India: Despite doubling the size of its economy in 1990-2005 the number of hungry people in India increased by 65 million – more than the population of France – because economic development excluded the rural poor, and welfare programmes failed to reach them. Today, one in four of the world’s hungry people live in India.

United States and EU: US policy ensures 15 percent of the world’s maize is used to make fuel, even at times of severe food crisis. The amount of grain required to fill the petrol tank of a 4×4 vehicle with biofuel is sufficient to feed one person for a year. Meanwhile, EU targets in practice mean that 10 percent of transport fuel will be biofuels by 2020.

Oxfam is calling on Prime Minister David Cameron and other G20 leaders to agree new rules to govern food markets so that everyone has enough to eat. They must increase transparency in commodities markets and regulate futures markets, scale up food reserves, and put an end to biofuel policies.

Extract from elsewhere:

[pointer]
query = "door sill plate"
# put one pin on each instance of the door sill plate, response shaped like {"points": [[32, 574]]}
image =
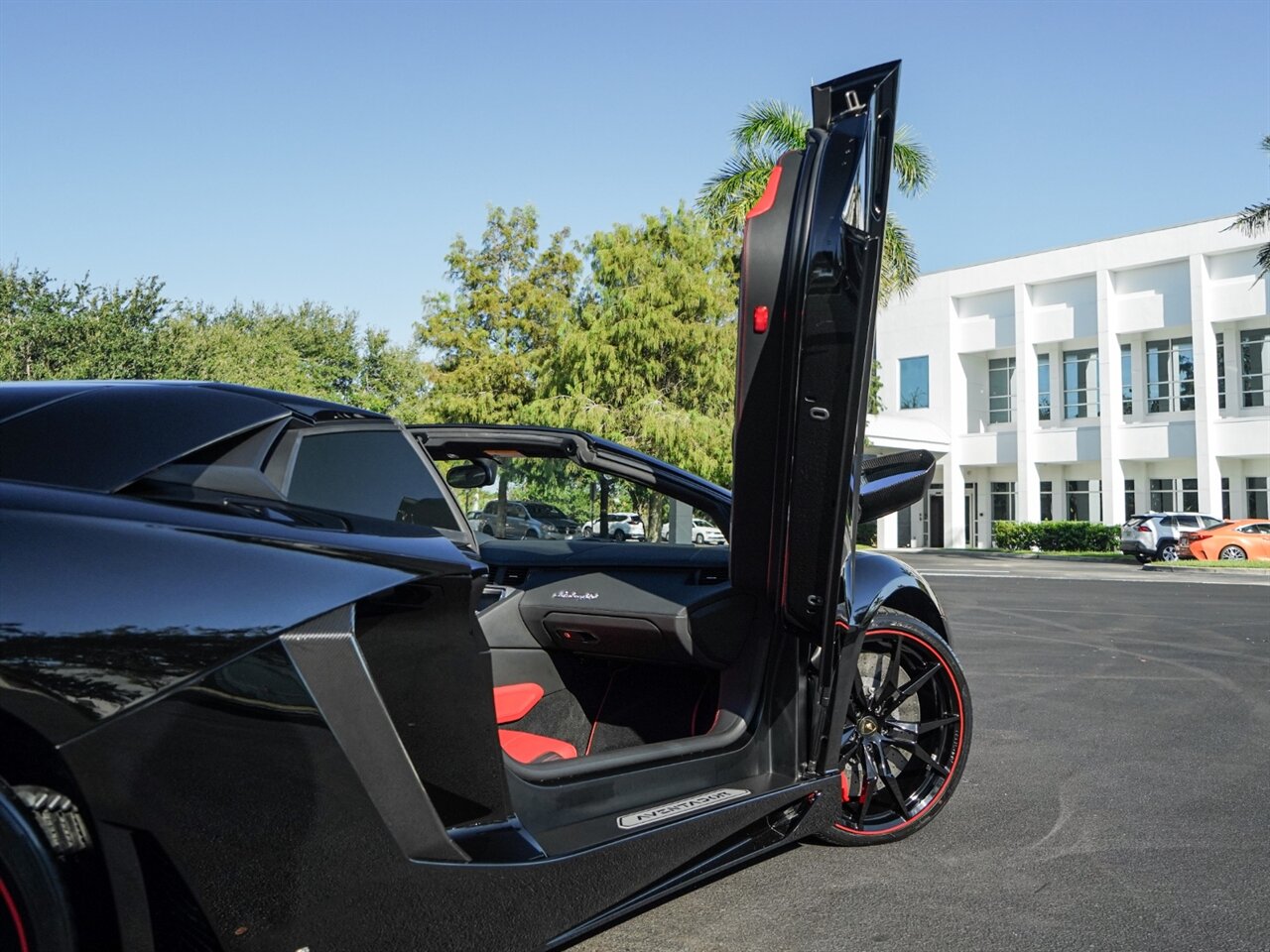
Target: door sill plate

Greater investment is needed in the 500 million small farms, and the farmers who cultivate them – especially women – who are often overlooked but who are the single biggest opportunity to boost food production. The UK government and others meeting at the UN climate change summit in Durban in December must get the global climate fund up and running so that people can protect themselves from the impacts of climate change and are better equipped to grow the food they need.

The private sector must also shift to a business model where profit does not come at the expense of poor producers, consumers and the environment.

Archbishop Desmond Tutu said: “Many governments and companies will be resistant to change through habit, ideology or the pursuit of profit. It is up to us – you and me – to persuade them by choosing food that’s produced fairly and sustainably, by cutting our carbon footprints and by joining with Oxfam and others to demand change.”

Former President Lula of Brazil said: “We can’t wait anymore. Political leaders and global companies must act now to ensure that all people can put food on their table. There are no excuses. We have the capacity to feed everyone on the planet now and in the future. If the political will is there, no one will be denied their fundamental human right to be free from hunger.”